Tapestries, furniture, and bedding were sent from the Royal Wardrobe at the Tower of London to furnish Tutbury, but because of delays caused by poor weather Bess of Hardwick was asked to send her things from Sheffield. This left the Earl's houses at Sheffield unfurnished, so Mary had to go to Tutbury. She arrived on 4 February 1569. She noted the castle was like a hunting lodge, with its enclosure on a slight hill reminiscent of the Bois de Vincennes, and complained of the damp, the wet plaster, and draughty ill-fitting old carpentry. The British Library has a sketch plan of her accommodation at Tutbury.

In March the Earl of Shrewsbury described how Mary sat with Bess, Countess of Shrewsbury in the countess' chamber at Tutbury with Lady Livingston and Mary Seton working at embroidery. She moved to Wingfield Manor in April. Mary was returned to Tutbury in September with increased guard and a reduced household. In November 1569, following the Catholic Rising of the North, Mary was rushed south to Coventry where she stayed in an inn. Elizabeth sent orders for her return to Tutbury on Christmas Eve. The "pauvre prisonniere" (poor prisoner), as she described herself, was back at Tutbury on 2 January 1570. Mary was sent to Chatsworth in May 1570.
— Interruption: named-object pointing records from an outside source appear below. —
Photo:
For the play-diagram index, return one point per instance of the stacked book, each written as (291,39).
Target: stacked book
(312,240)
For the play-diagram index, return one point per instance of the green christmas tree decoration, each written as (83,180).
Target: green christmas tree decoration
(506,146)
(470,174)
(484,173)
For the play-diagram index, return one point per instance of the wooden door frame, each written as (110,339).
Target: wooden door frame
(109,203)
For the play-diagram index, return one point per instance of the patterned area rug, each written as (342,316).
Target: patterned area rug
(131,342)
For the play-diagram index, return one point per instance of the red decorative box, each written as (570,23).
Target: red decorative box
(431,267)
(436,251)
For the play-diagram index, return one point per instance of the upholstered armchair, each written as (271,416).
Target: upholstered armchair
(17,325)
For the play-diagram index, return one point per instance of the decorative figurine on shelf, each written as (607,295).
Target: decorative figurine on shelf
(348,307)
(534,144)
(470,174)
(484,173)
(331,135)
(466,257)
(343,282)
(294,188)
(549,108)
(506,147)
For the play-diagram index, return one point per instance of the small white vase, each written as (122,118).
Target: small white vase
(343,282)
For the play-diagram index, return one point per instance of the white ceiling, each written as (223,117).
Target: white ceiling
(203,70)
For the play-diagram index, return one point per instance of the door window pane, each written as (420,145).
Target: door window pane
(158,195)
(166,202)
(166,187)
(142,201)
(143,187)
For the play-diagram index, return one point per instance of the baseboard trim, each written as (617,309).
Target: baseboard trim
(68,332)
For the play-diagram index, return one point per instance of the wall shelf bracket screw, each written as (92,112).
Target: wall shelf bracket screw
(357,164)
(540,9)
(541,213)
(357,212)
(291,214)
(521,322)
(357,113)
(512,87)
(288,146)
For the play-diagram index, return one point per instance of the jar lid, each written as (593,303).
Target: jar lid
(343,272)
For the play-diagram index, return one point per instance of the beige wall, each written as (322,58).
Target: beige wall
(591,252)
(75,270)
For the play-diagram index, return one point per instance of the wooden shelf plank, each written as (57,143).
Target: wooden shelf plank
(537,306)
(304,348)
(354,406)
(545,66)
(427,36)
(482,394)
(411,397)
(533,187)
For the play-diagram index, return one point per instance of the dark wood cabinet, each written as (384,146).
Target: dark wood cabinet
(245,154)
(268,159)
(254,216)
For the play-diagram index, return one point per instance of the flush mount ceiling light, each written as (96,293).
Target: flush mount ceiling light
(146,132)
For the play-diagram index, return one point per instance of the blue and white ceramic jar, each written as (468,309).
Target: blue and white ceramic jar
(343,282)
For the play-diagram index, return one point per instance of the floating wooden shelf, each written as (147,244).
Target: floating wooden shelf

===Mary returns in 1585===
In January 1585 she once again returned to Tutbury via Wingfield Manor, and on the way stayed a night in Derby in the house of a widowed Mrs Beaumont. Her keepers Ralph Sadler and John Somers were made busy providing satisfactory hangings for Mary's bedchamber. Hangings brought from Lord Paget's nearby houses at Burton and Beaudesert were unsatisfactory. The queen's bedchamber was located at the top of a lodging (immediately under its roof), which was built against the castle wall. This room was of timber construction, and had no windows looking out through the castle wall, its two windows looked into the castle court. To increase the warmth of her bedchamber Mary improvised a tent of tapestry over her bed.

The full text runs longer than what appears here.